Carson City OKs 5-cent diesel tax; will go on 2022 ballot

Anne Knowles

Nevada Appeal

A 5-cent diesel tax could be coming to Lyon County.
Photo: Getty Images

CARSON CITY, Nev. — The Board of Supervisors on Thursday, Nov. 7, voted to impose a 5-cent-per-gallon tax on diesel fuel starting sometime in 2020 and then put it on the ballot in 2022 for voters to decide whether to continue it.

The vote was 4-1 with Supervisor Lori Bagwell voting no.

“I feel very strongly that the public already voted in Carson City. I cannot vote contrary to the voters,” said Bagwell referring to the gas tax ballot question in 2016, which failed. “If you vote it down that sends me the message this is not a priority. I want to send it to a ballot and I want them to approve it.”

Earlier this year the Nevada Legislature passed Senate Bill 48, which allows rural counties to levy up to 5 cents per gallon on diesel fuel and retain it for local road work.

Both gas and diesel are currently taxed 52 cents per gallon, but all the revenues from diesel goes to the state and federal government while the city gets 15 cents of the regular fuel tax.

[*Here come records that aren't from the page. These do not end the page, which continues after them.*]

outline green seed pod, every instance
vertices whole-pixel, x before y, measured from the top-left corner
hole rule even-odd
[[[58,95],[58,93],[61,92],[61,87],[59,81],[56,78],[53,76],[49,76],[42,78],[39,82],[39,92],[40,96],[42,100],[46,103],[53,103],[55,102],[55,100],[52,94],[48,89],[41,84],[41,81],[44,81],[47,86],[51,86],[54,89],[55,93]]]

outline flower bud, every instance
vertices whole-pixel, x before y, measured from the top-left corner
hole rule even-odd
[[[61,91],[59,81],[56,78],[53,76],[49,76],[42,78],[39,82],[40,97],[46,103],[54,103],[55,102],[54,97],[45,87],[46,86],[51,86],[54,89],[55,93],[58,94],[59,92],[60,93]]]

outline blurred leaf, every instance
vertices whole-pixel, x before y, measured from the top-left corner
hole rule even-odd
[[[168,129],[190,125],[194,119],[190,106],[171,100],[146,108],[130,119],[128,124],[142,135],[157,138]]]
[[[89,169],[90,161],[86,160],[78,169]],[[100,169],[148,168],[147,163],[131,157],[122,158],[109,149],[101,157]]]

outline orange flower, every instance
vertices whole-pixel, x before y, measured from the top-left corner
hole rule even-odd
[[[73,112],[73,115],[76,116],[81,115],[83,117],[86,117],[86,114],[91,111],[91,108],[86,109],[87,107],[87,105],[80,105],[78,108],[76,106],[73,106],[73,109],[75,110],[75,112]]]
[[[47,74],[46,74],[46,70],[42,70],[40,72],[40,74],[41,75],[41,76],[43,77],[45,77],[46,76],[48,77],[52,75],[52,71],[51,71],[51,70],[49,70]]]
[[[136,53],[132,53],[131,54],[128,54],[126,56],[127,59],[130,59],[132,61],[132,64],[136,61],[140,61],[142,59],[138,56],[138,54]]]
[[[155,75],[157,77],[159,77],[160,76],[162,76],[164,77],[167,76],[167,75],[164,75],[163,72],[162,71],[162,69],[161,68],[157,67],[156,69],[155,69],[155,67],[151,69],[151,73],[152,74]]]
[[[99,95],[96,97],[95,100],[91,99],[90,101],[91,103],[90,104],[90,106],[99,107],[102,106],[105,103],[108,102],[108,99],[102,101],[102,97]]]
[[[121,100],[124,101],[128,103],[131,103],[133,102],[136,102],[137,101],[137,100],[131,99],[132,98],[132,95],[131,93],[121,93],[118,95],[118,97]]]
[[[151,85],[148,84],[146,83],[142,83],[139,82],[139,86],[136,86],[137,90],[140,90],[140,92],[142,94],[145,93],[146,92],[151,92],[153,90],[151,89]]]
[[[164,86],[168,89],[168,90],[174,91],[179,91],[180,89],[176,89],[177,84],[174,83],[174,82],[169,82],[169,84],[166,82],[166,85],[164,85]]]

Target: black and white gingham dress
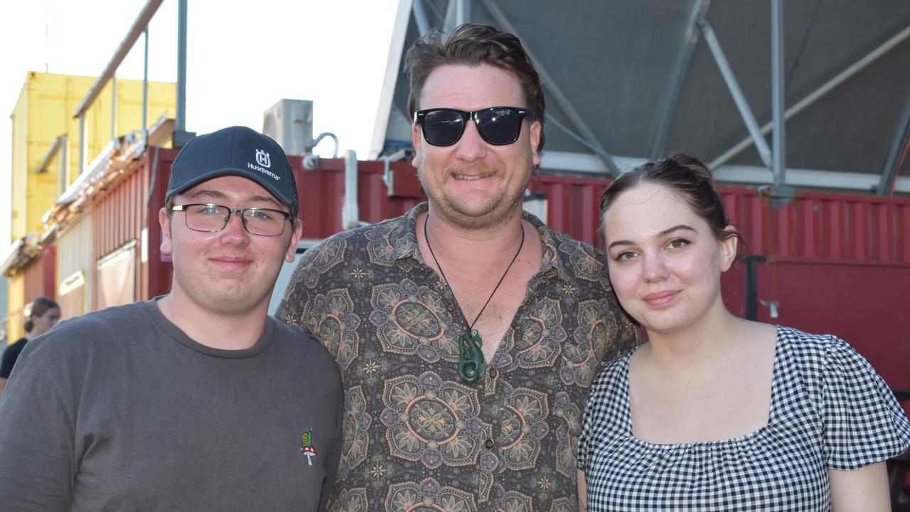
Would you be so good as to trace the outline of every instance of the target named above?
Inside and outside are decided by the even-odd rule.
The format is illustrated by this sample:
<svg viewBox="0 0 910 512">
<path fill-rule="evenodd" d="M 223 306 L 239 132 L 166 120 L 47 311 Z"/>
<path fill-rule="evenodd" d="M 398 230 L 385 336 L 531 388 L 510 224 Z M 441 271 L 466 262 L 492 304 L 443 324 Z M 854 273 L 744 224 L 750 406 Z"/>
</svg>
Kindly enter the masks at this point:
<svg viewBox="0 0 910 512">
<path fill-rule="evenodd" d="M 778 327 L 768 425 L 703 443 L 632 435 L 631 355 L 598 374 L 585 409 L 578 467 L 592 512 L 831 510 L 828 468 L 855 469 L 910 445 L 894 394 L 834 336 Z"/>
</svg>

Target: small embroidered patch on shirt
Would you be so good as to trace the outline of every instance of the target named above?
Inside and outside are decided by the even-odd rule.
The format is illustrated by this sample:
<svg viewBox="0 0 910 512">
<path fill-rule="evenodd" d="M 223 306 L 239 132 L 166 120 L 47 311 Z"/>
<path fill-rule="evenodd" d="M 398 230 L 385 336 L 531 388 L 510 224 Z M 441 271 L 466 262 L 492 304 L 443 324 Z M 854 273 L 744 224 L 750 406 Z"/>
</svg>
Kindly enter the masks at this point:
<svg viewBox="0 0 910 512">
<path fill-rule="evenodd" d="M 307 463 L 309 466 L 313 466 L 313 456 L 318 455 L 316 451 L 316 446 L 313 445 L 313 430 L 309 429 L 303 435 L 303 447 L 300 448 L 300 453 L 307 456 Z"/>
</svg>

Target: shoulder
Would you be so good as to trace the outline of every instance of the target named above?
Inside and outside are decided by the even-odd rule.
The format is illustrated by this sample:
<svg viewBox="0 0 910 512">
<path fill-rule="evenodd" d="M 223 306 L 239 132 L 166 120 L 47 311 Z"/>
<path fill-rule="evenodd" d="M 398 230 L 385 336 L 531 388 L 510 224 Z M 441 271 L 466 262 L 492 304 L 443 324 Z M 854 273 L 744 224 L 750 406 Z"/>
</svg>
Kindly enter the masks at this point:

The new law allows rural counties to decide whether to impose the tax by ordinance or through a ballot, and the supervisors decided on a mix of the two options.

The vote required three motions. Supervisor John Barrette first moved to pass the 5 cent levy by ordinance and that vote failed with Bagwell and Supervisor Stacey Giomi voting no. Then Bagwell moved to put the question to voters via ballot and that failed to garner a second.

Finally, Supervisor Brad Bonkowski moved to impose a short-term tax by ordinance and two years later take it to the voters, who could vote whether to end it or keep it, and that passed by the required 4-1 vote.

“I know Public Works is not in favor because we can’t bond, but it does enable us to start making road repairs. Then people can make a more informed decision,” said Bonkowski.

Because the tax could be temporary, the city would not be able to bond against it and raise additional money for road work.

Sheri Russell, chief financial officer, said the city recently bonded for $3 million against $500,000 so the expected revenue from a diesel tax would allow less than $3 million in bonds.

The tax is projected to raise about $400,000 annually for the city. Lucia Maloney, transportation manager, said road reconstruction costs roughly $1 million a mile, but the $400,000 could be better used for crack filling and other projects that extend the life of road.